Withdrawal latencies to heat were assessed by applying a focused radiant heat source in unrestrained rats, as described by Meller et al. The heat stimulus was light from a 50-W projector lamp, with an aperture diameter of 6 mm, applied from beneath a heat-tempered glass floor (3-mm thick) on the middle of the incision, or the center of the beam was directed approximately 1.2 cm from the incision. Paw withdrawal latencies were measured to the nearest 0.1 s. Three trials 5-10 min apart were used to obtain an average paw withdrawal latency.
Thermal and mechanical hyperalgesia observed directly on the wound or in an area within 1-3 mm (immediately adjacent) of the incision was considered primary hyperalgesia. Hyperalgesia occurring at test sites approximately 1-1.5 cm distant to the incision was considered secondary hyperalgesia (see Discussion). One intermediate site, approximately 0.5 cm from the incision, was used.
Stimuli Applied Immediately Adjacent to or Directly on the Incision. Separate groups (n = 6 per group) were pretested for responses to the blunt mechanical stimulus, withdrawal to von Frey filaments, and withdrawal latency to radiant heat at the proximal part of the hindpaw near the heel. An incision near the proximal edge of the heel was made through the skin and fascia of the plantar aspect of the right hindpaw, including the plantaris muscle (n = 6), or through skin and fascia (n = 6) without incising the plantaris muscle. A sham operation (anesthesia, antibiotics, and surgical preparation) was performed in six rats. After a recovery time of 2 h, responses to the blunt mechanical stimulus, punctate stimuli, and radiant heat were tested. The responses to these stimuli were determined for the next 9 days in all groups.
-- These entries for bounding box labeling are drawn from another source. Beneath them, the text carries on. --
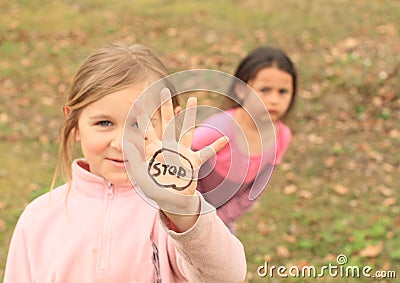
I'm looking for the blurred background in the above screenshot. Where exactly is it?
[0,0,400,282]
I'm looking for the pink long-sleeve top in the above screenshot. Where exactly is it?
[4,160,246,283]
[192,108,292,226]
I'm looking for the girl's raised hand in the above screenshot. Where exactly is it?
[123,88,227,215]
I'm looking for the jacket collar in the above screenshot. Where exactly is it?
[72,159,136,198]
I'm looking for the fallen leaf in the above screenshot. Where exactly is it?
[383,198,397,206]
[283,185,297,195]
[276,246,290,258]
[299,191,313,199]
[359,243,383,257]
[333,185,349,196]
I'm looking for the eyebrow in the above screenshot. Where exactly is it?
[89,114,112,120]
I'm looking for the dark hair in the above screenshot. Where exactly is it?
[225,46,297,115]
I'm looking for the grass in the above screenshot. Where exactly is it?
[0,0,400,282]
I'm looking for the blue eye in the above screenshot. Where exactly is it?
[279,89,289,95]
[97,121,112,127]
Stimuli Applied outside the Area of the Incision. Eighteen rats were presented with von Frey filaments and a radiant heat stimulus between the distal tori of the plantar aspect of the foot, approximately 1.2 cm away from the end of the intended incision at the heel. Responses to the blunt mechanical stimulus applied 1 cm from the incision were not assessed because the toes tended to wrap around the disk when it was applied to the distal tori, preventing it from being released after application. The incision was made near the heel through skin, fascia, and the plantaris muscle (n = 6) or through skin and fascia only (n = 6). A sham operation was performed in six rats. Responses to punctate mechanical stimuli and to radiant heat were measured again 2 h after incision and for 9 days thereafter.
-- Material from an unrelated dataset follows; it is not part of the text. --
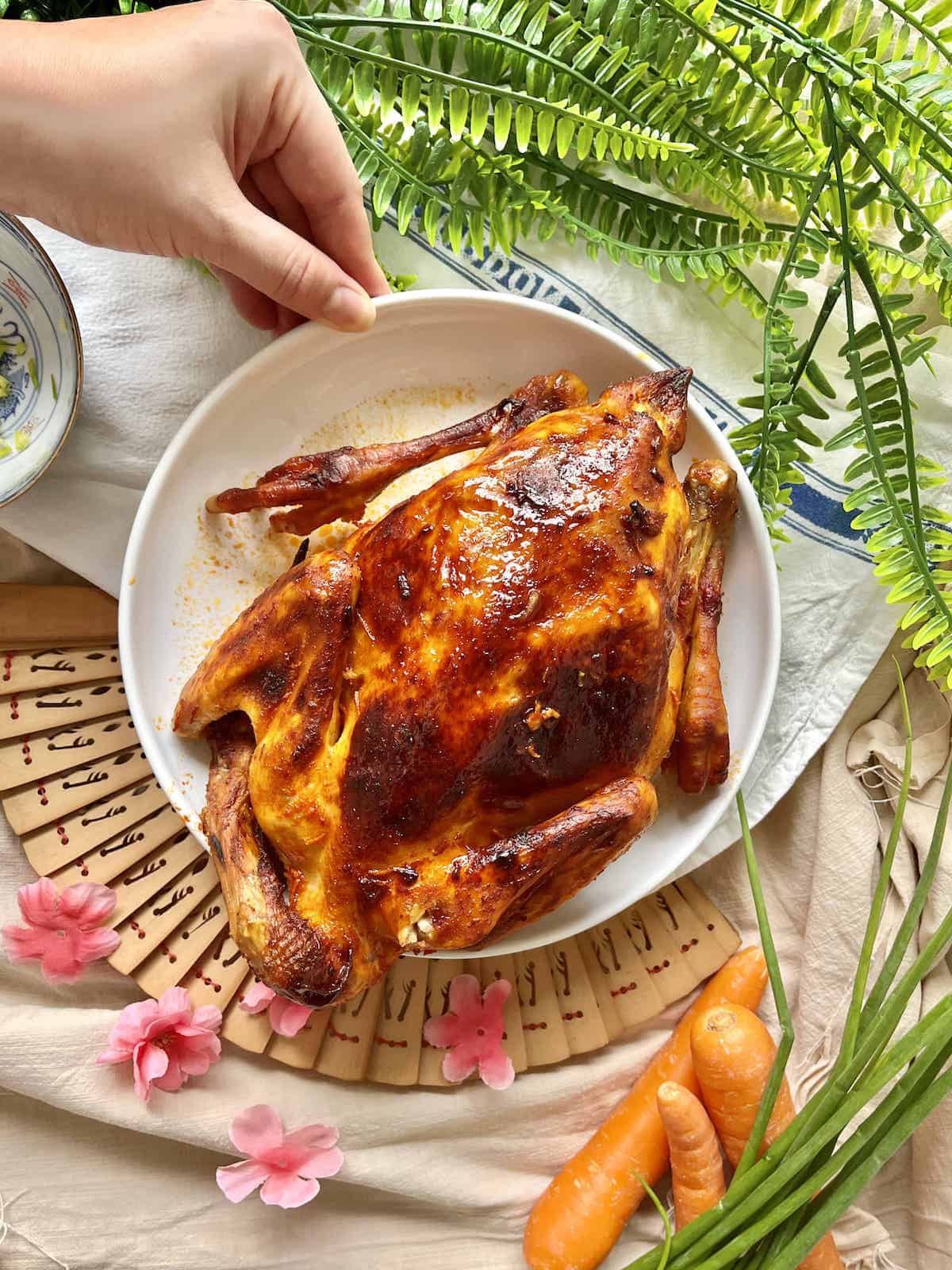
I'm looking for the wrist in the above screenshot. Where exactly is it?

A separate group of rats (n = 12) was pretested by applying the blunt mechanical stimulus, von Frey filaments, and radiant heat to an area near the heel on the plantar aspect of the foot and 1 cm away from the intended incision. A 1-cm incision was made through the skin starting at the distal tori and extending toward the heel. Because there is no muscle underlying the skin at the tori, an incision extending into deeper tissues was not performed. Six rats underwent a sham operation. Responses to the blunt mechanical stimulus, von Frey filaments, and radiant heat were determined at this proximal test site.
Twelve rats were pretested for withdrawal threshold to von Frey filaments on an area near the heel on the medial side of the foot. An incision was made through skin and fascia on the lateral side of the plantar aspect of the hindpaw (n = 6). A sham operation was performed in a separate group of animals (n = 6) and responses to punctate stimuli were determined.
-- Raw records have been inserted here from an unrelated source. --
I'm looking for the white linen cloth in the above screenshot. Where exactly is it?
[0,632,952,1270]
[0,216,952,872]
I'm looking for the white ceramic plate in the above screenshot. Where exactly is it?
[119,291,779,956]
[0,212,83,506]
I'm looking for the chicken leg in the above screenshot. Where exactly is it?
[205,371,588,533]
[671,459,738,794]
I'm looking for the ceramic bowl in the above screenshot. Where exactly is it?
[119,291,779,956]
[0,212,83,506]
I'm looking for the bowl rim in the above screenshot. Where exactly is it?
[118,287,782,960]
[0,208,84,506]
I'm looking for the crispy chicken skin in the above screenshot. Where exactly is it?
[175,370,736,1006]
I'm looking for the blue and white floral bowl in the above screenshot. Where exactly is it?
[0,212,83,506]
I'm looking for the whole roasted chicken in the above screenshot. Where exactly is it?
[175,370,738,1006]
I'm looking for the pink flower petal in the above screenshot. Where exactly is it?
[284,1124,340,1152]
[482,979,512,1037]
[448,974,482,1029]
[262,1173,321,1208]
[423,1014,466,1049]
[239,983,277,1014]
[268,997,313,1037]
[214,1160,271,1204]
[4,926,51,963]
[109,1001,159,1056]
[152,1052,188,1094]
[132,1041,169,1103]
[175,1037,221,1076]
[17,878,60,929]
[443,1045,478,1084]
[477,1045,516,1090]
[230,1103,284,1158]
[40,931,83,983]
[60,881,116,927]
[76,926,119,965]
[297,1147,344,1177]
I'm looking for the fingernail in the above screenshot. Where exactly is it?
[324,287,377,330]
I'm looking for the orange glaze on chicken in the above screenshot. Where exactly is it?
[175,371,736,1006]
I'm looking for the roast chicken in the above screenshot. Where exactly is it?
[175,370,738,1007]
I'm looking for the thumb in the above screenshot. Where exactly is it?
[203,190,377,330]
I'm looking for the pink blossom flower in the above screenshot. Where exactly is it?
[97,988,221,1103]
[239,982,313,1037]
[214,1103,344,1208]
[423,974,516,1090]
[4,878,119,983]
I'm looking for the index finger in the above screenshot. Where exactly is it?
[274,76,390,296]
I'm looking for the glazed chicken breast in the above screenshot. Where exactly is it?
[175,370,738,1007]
The data were compared using nonparametric tests to analyse results of the mechanical stimuli and parametric analyses for the data obtained for thermal responses.
For data regarding mechanical stimuli, Friedman's test for within groups, the Kruskal-Wallis test, and Wilcoxon-Mann-Whitney rank-sum test for between-group comparisons were used. For withdrawal latencies to heat, a two-way analysis of variance for repeated measures and subsequent one-way analysis of variance were performed. Multiple comparisons after Friedman's test and Kruskal-Wallis test and one-way analysis of variance were performed using a two-tailed Dunnett's and Dunn's tests, respectively. The results are expressed as the median or mean +/− SD when appropriate. P < 0.05 was considered significant.
Hyperalgesia to a Blunt Mechanical Stimulus
In sham-operated rats, the mean response frequency was 6 +/− 6% or less before and after sham surgery (Figure 1A). After incision to the skin and fascia, the mean response frequency was increased from 2 h to 2 days after incision (P < 0.05 vs. sham). Hyperalgesia to the blunt mechanical stimulus was present for 4 days after incision to the skin, fascia, and muscle (P < 0.05 vs. sham). There was no difference between the groups with skin and fascia compared with skin, fascia, and muscle incision. Distant hyperalgesia to the blunt mechanical stimulus was not observed (Figure 1B).
Primary and Secondary Hyperalgesia to Punctate Mechanical Stimuli
In sham-operated rats, the median withdrawal threshold to von Frey filaments was 522 mN before and 198 mN or more 2 h to 9 days after sham treatment (Figure 2A, Figure 2B, Figure 2C, Figure 2D). The median withdrawal threshold immediately adjacent to the incision was 94 mN or less from 2 h to 3 days after incision to the skin and fascia only (P < 0.05 vs. sham). Incision to the skin, fascia, and muscle similarly decreased the withdrawal threshold from 2 h to 3 days after surgery (P < 0.05 vs. sham). There were no significant differences between the incised groups (skin and fascia vs. skin, fascia, and muscle); a gradual return toward preincision values occurred in both groups.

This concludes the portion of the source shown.